One can advance sufficient evidence to indicate with considerable conclusiveness that the Egyptians were in the habit of looking to a serpentine divinity for the cure of disease. In his interesting little book,[192] Sharpe gives a figure of a serpent wearing the double crown of Upper and Lower Egypt, on a pole or standard, a cut of which is reproduced ([Fig. 6]), which was carried in the periodical airing processions of the Egyptian divinities. Now, it is quite certain that Moses, and his people, too, were very familiar with this figure and its import; but, at any rate, we find him making an imitation of it, in his journey with the Israelites in the Wilderness; and for what purpose? The story is told in the Bible, and runs thus: “And Moses made a serpent of brass and put it upon a pole; and it came to pass that if a serpent had bitten any man, when he beheld the serpent of brass he lived.”[193]

Verily, there is the Healer in essentially the same form in which he was sometimes embodied by the Greeks and Romans. Hence, it is sure that the serpent, as a medical symbol, took shape before the time of Æsculapius; long before, for Moses lived nearly four hundred years earlier than he, and, as we have just seen, it was likely far from new, far from being unfamiliar in his day. Fergusson has this to say of it: “It is the first record we have of actual worship being performed to the serpent; and it is also remarkable, as the cause of this adoration is said to have been its healing powers.”[194]
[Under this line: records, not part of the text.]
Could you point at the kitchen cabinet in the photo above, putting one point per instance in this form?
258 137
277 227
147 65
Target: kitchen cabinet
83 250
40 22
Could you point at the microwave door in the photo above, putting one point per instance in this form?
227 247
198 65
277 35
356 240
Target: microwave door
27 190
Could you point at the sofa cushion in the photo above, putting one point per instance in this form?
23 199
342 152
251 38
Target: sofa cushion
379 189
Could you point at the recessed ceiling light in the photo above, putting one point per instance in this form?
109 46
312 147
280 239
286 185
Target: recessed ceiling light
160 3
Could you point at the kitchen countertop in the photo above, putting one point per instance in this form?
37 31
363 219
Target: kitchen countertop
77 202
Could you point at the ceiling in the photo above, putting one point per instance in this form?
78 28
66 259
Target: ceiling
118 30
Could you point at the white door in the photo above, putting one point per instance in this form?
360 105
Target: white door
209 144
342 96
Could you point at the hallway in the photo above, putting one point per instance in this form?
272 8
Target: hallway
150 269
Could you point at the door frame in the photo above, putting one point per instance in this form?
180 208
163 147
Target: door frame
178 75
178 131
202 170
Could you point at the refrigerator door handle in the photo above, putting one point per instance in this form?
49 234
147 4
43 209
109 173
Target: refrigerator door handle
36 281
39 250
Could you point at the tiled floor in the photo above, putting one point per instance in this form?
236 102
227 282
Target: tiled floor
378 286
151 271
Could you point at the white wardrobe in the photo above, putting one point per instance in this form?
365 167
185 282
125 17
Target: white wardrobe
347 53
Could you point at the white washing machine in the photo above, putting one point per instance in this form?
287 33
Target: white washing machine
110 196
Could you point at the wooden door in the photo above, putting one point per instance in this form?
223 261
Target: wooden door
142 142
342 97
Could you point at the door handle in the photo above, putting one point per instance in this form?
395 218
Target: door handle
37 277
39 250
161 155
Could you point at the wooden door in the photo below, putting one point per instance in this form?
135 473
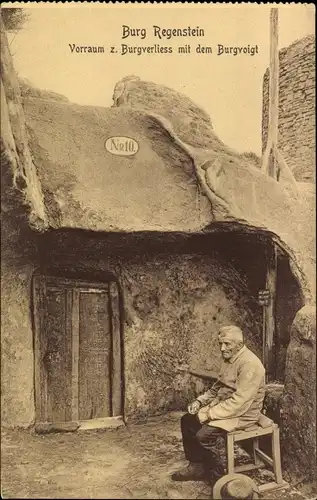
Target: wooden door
76 332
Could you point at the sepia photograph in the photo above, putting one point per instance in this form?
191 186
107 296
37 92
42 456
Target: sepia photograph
158 251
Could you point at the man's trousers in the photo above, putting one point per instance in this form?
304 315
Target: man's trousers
199 442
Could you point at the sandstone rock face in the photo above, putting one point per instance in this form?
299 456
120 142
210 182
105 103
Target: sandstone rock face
19 178
296 108
28 90
236 188
299 400
88 187
173 305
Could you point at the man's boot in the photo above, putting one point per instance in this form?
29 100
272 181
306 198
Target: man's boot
193 472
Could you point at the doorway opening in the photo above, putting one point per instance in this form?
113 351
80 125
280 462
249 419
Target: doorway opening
77 347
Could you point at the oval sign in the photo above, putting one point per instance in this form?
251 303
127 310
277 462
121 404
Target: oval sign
121 146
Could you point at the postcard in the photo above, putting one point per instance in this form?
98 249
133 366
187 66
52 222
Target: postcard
158 250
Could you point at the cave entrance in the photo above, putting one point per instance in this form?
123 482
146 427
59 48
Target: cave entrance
77 350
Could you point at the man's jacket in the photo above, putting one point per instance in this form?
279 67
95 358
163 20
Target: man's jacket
243 376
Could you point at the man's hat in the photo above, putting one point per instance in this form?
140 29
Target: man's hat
235 486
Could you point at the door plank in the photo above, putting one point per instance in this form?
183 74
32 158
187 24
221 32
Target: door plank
269 313
39 382
57 358
94 356
75 352
116 378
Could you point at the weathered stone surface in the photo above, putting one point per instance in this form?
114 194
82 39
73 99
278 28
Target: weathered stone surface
236 188
296 108
174 304
87 187
18 254
28 90
20 184
299 400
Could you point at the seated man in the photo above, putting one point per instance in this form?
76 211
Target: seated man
234 402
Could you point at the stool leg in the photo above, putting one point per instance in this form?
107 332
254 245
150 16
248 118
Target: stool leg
276 455
257 460
230 454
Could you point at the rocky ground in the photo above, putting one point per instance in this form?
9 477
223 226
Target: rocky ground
131 462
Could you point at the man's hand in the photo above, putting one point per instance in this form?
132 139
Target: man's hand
203 415
193 407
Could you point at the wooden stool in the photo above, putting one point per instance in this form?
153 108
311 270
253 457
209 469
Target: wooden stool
265 427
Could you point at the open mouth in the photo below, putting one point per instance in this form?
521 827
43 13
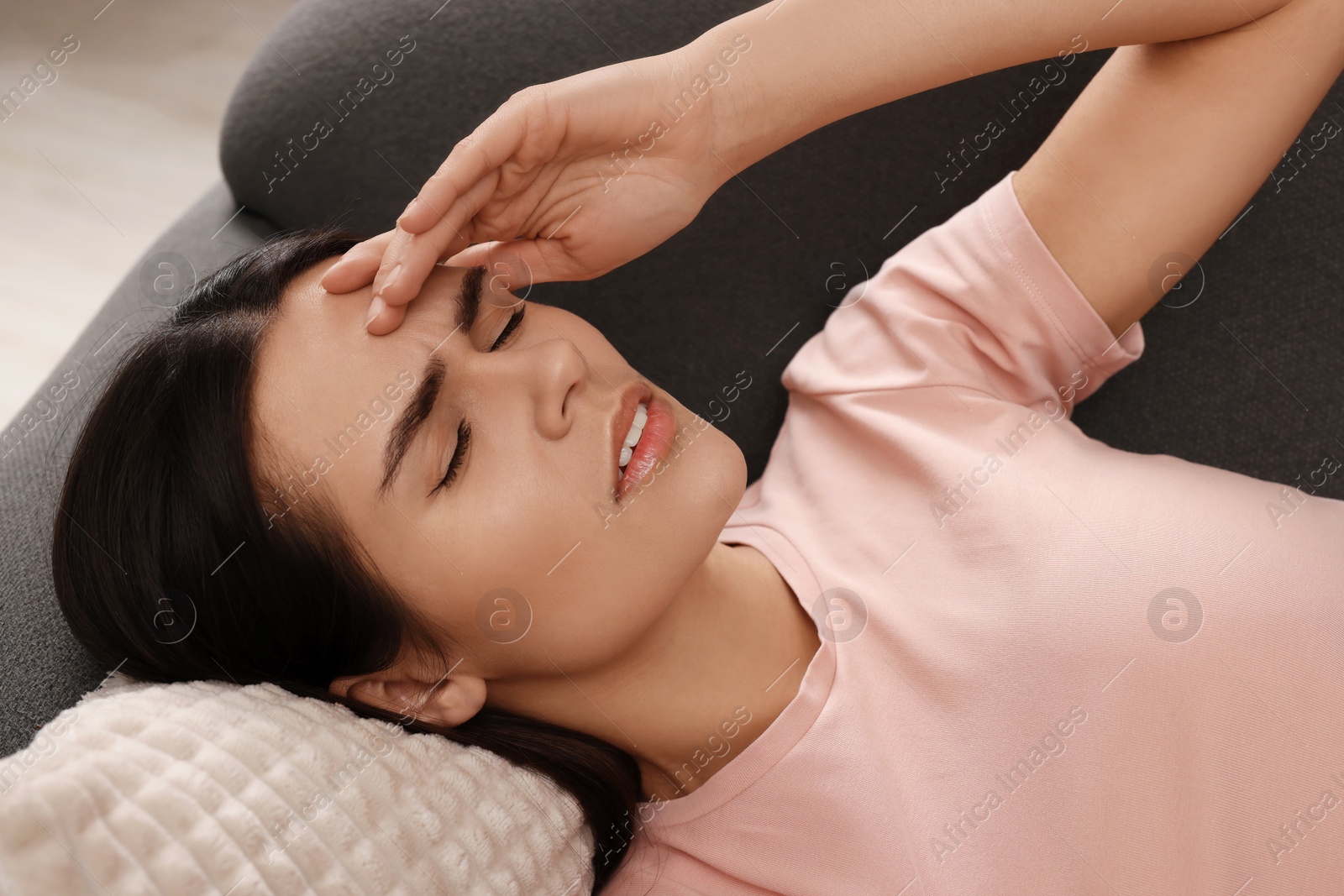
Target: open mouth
644 427
632 438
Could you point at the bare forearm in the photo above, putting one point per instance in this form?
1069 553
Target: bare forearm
817 60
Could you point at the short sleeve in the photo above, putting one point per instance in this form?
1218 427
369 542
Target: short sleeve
976 302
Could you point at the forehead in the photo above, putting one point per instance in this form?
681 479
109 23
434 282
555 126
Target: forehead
326 389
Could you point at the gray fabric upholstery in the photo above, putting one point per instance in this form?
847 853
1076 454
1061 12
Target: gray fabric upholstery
1245 378
44 668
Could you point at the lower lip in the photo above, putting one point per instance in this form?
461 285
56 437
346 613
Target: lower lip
652 448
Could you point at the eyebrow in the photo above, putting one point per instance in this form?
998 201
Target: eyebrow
412 419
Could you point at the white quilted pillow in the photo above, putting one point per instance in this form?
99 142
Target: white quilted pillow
207 788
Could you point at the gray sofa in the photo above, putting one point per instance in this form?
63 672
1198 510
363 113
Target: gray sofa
1247 376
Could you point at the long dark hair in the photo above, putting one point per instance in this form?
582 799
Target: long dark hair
167 567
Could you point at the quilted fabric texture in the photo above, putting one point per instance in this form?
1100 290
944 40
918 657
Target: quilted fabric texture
206 788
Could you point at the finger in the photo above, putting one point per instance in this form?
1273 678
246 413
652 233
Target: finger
385 318
358 265
470 159
531 261
412 257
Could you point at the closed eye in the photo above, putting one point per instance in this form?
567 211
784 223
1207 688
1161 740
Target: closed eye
464 429
508 328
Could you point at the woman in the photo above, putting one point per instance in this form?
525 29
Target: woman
945 638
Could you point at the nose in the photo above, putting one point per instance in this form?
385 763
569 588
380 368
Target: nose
554 376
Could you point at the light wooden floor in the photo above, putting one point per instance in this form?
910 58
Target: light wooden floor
96 164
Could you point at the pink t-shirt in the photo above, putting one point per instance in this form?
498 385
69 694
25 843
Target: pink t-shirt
1047 665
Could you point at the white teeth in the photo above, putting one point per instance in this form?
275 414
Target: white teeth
642 416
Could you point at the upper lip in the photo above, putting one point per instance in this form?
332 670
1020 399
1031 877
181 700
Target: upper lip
632 396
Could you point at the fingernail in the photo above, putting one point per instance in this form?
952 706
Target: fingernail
375 308
391 278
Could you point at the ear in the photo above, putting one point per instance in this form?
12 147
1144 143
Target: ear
445 701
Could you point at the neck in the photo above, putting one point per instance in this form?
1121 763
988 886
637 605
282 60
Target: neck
712 673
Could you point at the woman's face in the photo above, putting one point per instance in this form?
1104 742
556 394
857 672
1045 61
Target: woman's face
528 557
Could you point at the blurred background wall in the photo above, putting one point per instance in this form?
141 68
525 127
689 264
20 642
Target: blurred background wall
104 154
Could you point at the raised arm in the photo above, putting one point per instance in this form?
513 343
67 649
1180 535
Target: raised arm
1166 147
591 170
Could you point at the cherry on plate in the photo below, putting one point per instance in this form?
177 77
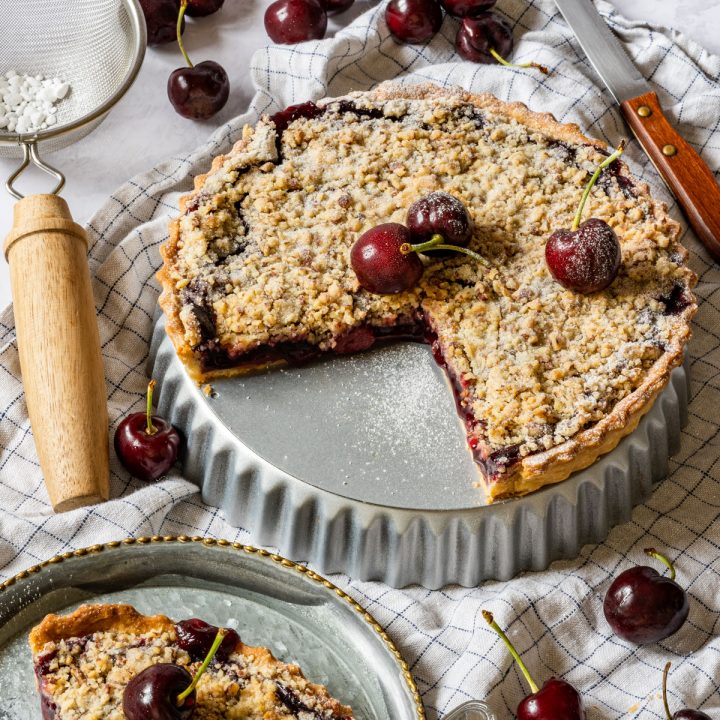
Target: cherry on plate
642 606
413 21
478 37
294 21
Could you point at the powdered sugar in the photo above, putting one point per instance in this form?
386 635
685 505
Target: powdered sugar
27 102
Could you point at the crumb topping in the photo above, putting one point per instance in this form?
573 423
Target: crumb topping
85 677
263 258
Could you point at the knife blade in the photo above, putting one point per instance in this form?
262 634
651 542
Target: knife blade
683 170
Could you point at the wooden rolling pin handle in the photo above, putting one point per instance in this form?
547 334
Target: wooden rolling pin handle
59 348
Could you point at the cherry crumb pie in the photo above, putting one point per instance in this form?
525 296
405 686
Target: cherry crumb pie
257 269
109 662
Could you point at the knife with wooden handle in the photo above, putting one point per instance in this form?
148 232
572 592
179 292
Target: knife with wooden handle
683 170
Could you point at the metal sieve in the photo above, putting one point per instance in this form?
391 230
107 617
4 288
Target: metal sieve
97 46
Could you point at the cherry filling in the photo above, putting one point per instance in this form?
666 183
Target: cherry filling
42 664
291 700
676 300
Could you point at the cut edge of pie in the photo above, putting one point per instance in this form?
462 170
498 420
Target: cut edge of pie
123 618
540 468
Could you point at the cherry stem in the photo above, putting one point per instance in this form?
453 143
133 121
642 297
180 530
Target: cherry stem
151 429
437 242
544 70
181 15
491 622
667 707
208 659
658 556
593 180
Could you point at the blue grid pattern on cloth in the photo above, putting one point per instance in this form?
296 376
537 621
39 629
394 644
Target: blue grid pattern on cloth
554 617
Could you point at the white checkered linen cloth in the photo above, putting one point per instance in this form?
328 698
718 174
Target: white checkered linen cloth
555 617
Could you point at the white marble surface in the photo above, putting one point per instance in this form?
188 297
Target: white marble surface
143 129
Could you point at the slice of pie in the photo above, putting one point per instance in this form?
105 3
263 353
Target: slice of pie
256 270
84 661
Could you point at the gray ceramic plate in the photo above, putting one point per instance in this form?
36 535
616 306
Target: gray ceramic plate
271 601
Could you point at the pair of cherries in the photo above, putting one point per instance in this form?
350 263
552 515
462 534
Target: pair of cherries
585 258
386 258
196 91
641 606
483 36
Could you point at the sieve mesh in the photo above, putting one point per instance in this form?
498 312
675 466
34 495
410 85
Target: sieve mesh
94 45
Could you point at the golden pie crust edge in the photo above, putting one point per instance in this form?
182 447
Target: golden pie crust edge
538 469
88 619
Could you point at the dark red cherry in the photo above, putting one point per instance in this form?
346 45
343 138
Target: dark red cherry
293 21
556 700
152 694
201 8
161 20
304 110
198 92
413 21
584 260
146 452
196 638
478 35
439 213
643 606
379 264
466 8
334 7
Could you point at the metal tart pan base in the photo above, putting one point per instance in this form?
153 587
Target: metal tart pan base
358 464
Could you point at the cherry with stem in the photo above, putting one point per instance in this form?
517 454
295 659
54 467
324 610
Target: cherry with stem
437 242
556 700
165 691
586 258
203 667
642 606
197 91
146 444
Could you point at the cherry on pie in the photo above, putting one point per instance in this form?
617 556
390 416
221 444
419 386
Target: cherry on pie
85 660
256 270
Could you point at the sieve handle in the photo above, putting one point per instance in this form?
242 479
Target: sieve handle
59 348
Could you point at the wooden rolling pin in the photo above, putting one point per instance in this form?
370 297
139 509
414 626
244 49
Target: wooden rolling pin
59 349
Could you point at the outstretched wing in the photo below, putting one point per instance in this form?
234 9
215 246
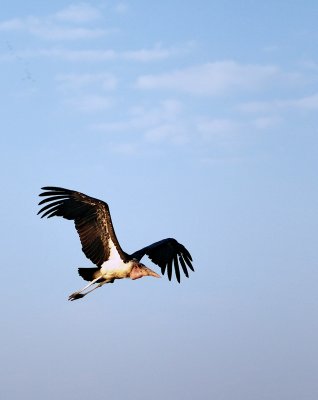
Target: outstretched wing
167 253
92 221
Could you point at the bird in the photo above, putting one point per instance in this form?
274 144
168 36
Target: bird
99 242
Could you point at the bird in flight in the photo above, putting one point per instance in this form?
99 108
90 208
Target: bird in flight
99 242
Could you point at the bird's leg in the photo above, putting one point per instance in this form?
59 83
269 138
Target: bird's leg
78 294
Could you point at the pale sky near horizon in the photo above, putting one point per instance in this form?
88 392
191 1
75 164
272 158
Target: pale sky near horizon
195 120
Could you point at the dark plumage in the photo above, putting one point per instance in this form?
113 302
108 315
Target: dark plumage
99 242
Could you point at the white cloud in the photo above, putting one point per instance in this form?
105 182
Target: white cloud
77 13
303 103
121 8
158 124
94 55
77 81
59 26
89 103
212 78
211 127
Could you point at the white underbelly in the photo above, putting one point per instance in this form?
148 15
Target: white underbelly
115 269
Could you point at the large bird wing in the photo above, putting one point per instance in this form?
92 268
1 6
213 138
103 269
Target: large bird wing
167 253
92 221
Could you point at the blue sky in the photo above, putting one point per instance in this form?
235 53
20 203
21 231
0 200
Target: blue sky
194 120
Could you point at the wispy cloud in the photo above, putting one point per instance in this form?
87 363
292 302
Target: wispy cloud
158 124
121 8
76 81
78 13
154 54
63 25
89 103
303 103
215 78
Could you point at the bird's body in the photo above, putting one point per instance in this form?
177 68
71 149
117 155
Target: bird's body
99 242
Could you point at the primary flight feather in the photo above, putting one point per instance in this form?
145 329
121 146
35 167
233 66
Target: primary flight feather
99 242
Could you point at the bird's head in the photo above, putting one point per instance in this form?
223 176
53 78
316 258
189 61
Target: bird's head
139 270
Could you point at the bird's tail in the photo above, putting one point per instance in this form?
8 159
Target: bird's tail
88 274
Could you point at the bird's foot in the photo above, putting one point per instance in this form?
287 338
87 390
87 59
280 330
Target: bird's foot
75 296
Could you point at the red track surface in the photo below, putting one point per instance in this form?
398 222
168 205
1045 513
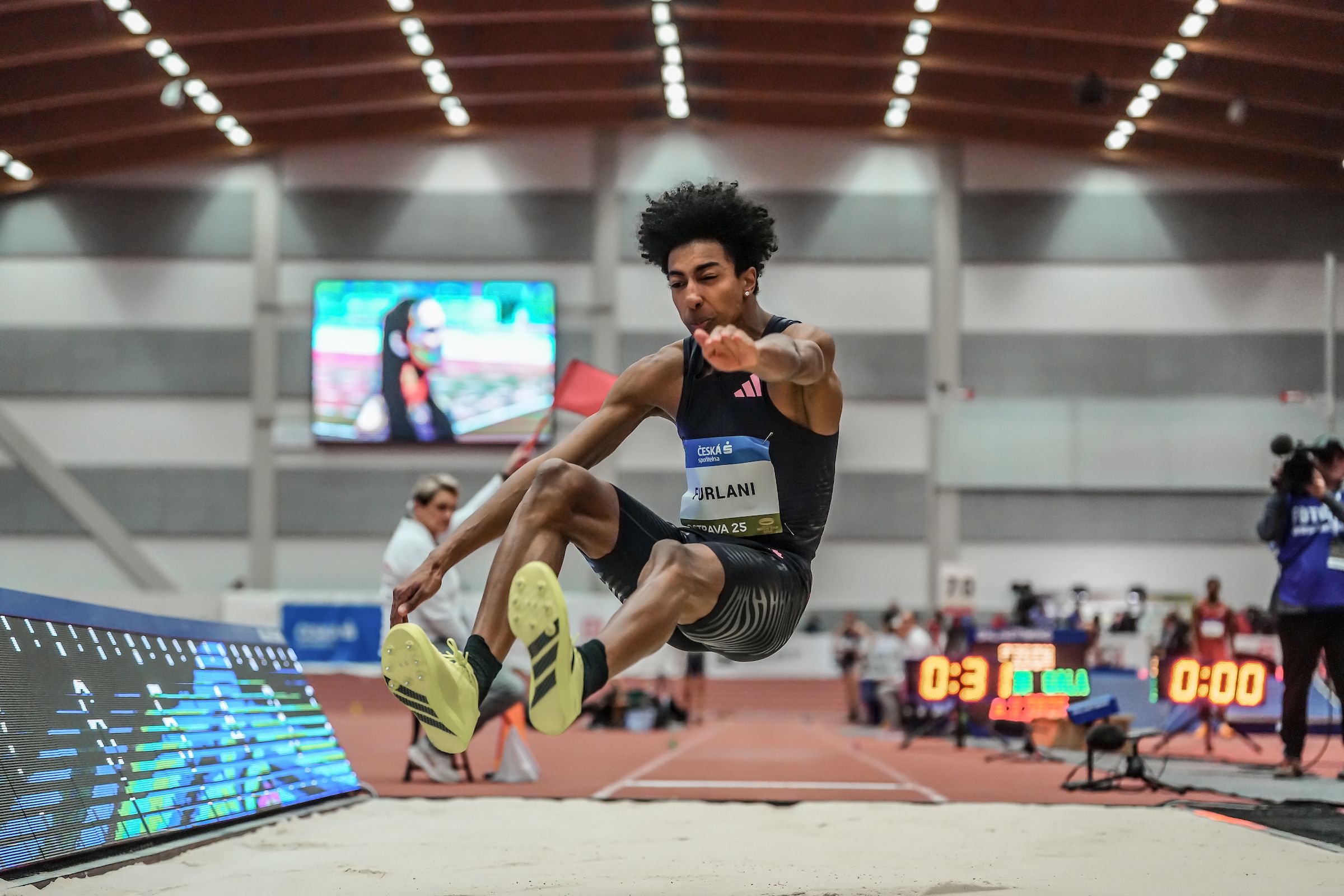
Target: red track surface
767 740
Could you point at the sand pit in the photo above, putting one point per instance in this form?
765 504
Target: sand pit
488 847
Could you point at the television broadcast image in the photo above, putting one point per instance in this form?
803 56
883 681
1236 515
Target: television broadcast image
650 448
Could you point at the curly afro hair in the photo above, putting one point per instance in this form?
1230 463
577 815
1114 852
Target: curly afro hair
707 211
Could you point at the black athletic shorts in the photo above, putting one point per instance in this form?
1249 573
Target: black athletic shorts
765 591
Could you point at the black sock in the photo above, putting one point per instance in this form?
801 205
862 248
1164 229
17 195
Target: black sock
593 654
483 664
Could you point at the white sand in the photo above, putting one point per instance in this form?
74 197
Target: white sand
448 848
Fig. 6.—The Serpent-Healer.

The opinion has been widely entertained that the prototype of the brazen serpent of Moses, simply “Nehushtan”[195] in later times, was the bonus dæmon, the Agathodæmon[196] of the Greeks, Egyptians, and others. This “good genius” was regarded with great favor, and doubtless many were in the habit of according it power over disease. In the grove of Epidaurus, as in Indian temples and elsewhere among early peoples, the serpent was the genius loci, and hence the Agathodæmon, the bringer of health and good fortune, the teacher of wisdom, the oracle of future events. One was kept in the Erechtheum, close to the sacred olive-tree, and in each of many other temples. One was to be found, according to Ebers, “in every temple”[197] in Egypt.